Benchmark Card

Identity

Addendum: addenda/tinygrad-benchmarks
Phase: 0
Target repo: tinygrad
Task type: history-mined patch tasks against pinned commits
Public artifact: benchmark index plus split manifest
Private artifact: maintainer-only gold ledger

Question

Can a model solve small real tinygrad tasks from the public index, using only the task statement, target paths, and pinned acceptance command?

Row

Each row records:

repo identity,
pinned starting commit,
target files,
benchmark task statement,
acceptance command,
runtime and hardware assumptions,
public/private provenance class.

Public rows omit gold patches, raw commit subjects, issue hooks, PR hooks, and anything that makes the historical answer easy to recover.

Protocol

Mine candidate tasks from tinygrad history and issue threads.
Write the public index and private gold ledger.
Render model prompt packets from the public index.
Freeze deterministic splits.
Run candidate patches in a sealed working tree.
Strip .git from the evaluation tree.
Treat the model process as offline.
Score attempts.
Compare attempts against the private gold ledger when available.

The miner ranks accepted candidates by quality before truncation, so manual review starts with the strongest tasks.

Phase 0

The first lane is CPU correctness:

pass/fail comes from the pinned acceptance command,
mined tests come from local benchmark-suitable suites,
history mining is scoped to tinygrad/ and small test/ suites,
external, model-heavy, speed, web, GPU, and hardware-specific paths are excluded,
no throughput ranking,
no live upstream fetches,
no hidden fallback to mutable task sources.

Out of scope for phase 0:

GPU correctness,
GPU performance,
host tuning,
multi-machine orchestration,
cross-repo generalization.

Run Artifacts

Each run writes:

frozen split manifest,
attempt records,
run summary,
host and runtime metadata,
gold comparison report when the private ledger is available.

Runs with the same public index, seed, manifest, and environment contract are meant to compare without manual repair.

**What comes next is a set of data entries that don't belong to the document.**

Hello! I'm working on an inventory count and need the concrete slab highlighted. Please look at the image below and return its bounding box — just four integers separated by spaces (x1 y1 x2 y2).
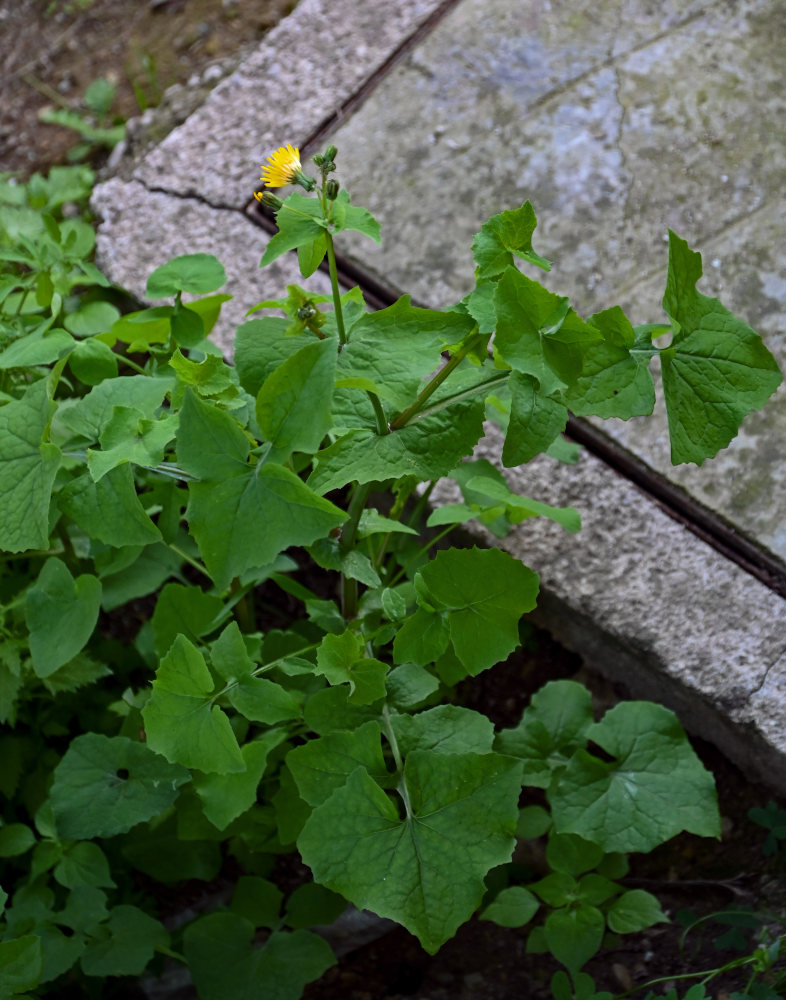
316 0 786 560
134 0 444 208
91 180 330 356
432 427 786 793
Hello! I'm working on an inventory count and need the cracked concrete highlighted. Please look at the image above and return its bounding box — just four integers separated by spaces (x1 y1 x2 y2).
94 0 786 794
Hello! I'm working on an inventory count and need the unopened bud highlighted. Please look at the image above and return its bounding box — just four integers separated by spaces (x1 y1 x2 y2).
254 191 284 212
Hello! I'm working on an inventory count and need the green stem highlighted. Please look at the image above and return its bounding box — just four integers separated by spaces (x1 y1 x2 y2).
366 389 390 437
390 327 484 431
386 524 458 587
338 483 371 621
382 704 412 819
325 230 347 347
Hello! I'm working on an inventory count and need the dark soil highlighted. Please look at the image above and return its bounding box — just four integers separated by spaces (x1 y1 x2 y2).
0 0 786 1000
0 0 296 176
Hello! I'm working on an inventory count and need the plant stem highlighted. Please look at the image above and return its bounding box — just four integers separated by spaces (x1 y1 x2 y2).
390 327 483 431
325 230 347 347
338 483 371 621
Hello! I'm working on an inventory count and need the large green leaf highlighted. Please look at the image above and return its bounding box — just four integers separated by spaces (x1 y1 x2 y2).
57 463 161 548
394 548 538 674
562 306 655 420
256 340 336 462
194 729 287 830
494 267 602 396
502 371 568 468
142 635 246 774
25 558 101 677
50 733 189 840
298 750 521 954
0 379 60 552
177 389 250 479
337 295 474 410
287 721 394 806
82 904 169 976
472 201 551 278
494 680 593 788
660 231 782 465
186 463 346 589
549 701 720 852
184 913 336 1000
145 253 227 299
309 402 484 493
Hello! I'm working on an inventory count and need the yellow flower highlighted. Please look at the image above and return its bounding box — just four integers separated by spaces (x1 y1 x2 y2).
259 144 303 187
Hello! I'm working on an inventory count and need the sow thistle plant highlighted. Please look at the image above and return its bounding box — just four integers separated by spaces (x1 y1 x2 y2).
0 146 781 1000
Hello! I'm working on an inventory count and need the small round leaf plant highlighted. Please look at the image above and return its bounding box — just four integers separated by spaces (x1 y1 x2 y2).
0 146 781 1000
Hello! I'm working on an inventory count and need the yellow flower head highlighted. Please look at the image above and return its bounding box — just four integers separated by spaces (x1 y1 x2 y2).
259 144 303 187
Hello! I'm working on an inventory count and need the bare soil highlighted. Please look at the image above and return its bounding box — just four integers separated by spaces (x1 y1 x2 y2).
0 0 296 177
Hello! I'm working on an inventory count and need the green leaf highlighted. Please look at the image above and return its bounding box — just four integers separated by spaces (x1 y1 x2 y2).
50 733 189 840
660 231 782 465
0 330 75 370
0 934 43 995
317 631 388 705
480 885 540 927
57 463 161 548
87 406 178 482
466 476 581 532
259 193 326 267
606 889 669 934
408 548 538 674
82 904 169 976
230 875 284 930
234 316 303 396
287 722 393 806
337 295 474 410
145 253 227 299
284 882 347 930
0 379 60 552
545 905 606 974
177 389 250 479
53 840 115 889
151 583 224 656
494 681 593 788
186 463 346 589
298 750 520 954
391 705 494 757
142 635 246 774
58 375 172 441
494 267 602 396
68 337 117 385
184 913 336 1000
549 701 720 851
562 306 655 420
472 201 551 278
0 823 35 858
25 558 101 677
210 622 302 724
386 663 440 708
63 299 120 337
502 371 568 468
256 340 336 462
297 232 327 278
194 729 287 830
309 402 483 493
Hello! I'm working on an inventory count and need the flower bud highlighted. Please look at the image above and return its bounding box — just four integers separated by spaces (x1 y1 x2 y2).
254 191 284 212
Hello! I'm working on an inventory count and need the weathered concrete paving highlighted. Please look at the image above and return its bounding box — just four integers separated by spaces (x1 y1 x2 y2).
96 0 786 791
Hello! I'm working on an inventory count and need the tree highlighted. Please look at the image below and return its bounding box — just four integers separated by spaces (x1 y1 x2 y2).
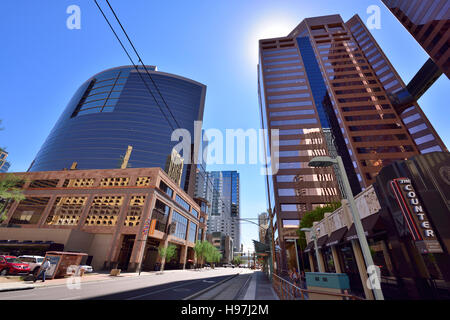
297 202 341 251
158 244 177 272
0 173 25 223
233 257 242 266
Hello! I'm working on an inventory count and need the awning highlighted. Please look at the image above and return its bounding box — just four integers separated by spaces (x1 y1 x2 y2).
317 234 328 249
345 214 386 241
325 227 348 247
303 241 314 252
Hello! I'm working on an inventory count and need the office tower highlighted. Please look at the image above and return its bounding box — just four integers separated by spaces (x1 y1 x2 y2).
382 0 450 78
346 15 447 154
29 66 206 195
164 149 183 185
258 15 445 267
0 148 11 173
195 171 241 251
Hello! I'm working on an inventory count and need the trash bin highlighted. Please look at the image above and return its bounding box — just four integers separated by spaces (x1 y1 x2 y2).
306 272 350 300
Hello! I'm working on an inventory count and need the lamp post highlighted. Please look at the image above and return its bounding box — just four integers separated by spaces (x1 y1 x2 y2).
308 156 384 300
300 228 325 272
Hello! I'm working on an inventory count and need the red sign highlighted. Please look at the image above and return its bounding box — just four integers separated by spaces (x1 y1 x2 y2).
391 178 442 253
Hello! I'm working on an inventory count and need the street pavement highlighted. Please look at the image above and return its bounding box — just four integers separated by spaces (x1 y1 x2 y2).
0 268 251 300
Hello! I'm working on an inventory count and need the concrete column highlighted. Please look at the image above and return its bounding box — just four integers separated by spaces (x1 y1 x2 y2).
381 240 394 276
37 196 57 228
128 192 156 272
352 240 375 300
331 246 342 273
308 251 316 272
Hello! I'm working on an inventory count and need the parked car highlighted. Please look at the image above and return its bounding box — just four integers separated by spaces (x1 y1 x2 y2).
0 256 31 276
223 263 234 268
80 265 94 272
19 256 44 274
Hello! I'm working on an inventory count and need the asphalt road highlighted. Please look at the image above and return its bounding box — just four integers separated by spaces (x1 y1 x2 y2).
0 269 248 300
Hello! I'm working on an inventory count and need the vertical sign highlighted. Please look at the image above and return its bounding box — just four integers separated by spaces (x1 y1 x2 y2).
391 178 443 253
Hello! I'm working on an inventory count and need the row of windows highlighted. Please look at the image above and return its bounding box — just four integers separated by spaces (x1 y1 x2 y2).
270 118 317 126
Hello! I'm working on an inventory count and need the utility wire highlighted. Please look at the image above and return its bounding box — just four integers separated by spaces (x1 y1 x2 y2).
94 0 236 216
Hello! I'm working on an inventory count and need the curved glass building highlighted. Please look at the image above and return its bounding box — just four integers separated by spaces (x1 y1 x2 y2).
29 66 206 190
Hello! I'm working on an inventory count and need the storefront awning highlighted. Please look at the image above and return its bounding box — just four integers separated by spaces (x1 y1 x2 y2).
303 241 314 252
325 227 348 247
317 235 328 249
345 214 385 241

Prompt packets are separate from the evaluator index. They carry the task, validation command, and target paths, but not repo URLs, commit ids, or miner metadata.

Gold Comparison

compare-gold is a retrospective check, not a second benchmark. It asks whether the model patch resembles the historical solution.

It distinguishes:

exact or near-exact historical resolution,
functionally correct but different resolution,
passing patch with little historical overlap,
failed or incomplete patch.

The comparison reports touched-path overlap and normalized changed-line overlap.

Success

Phase 0 succeeds if this addendum can:

mine credible tinygrad tasks from history,
keep gold provenance private,
expose a clean public benchmark,
run without .git in the evaluation tree,
reject live-network evaluation paths,
compare model patches against real historical fixes.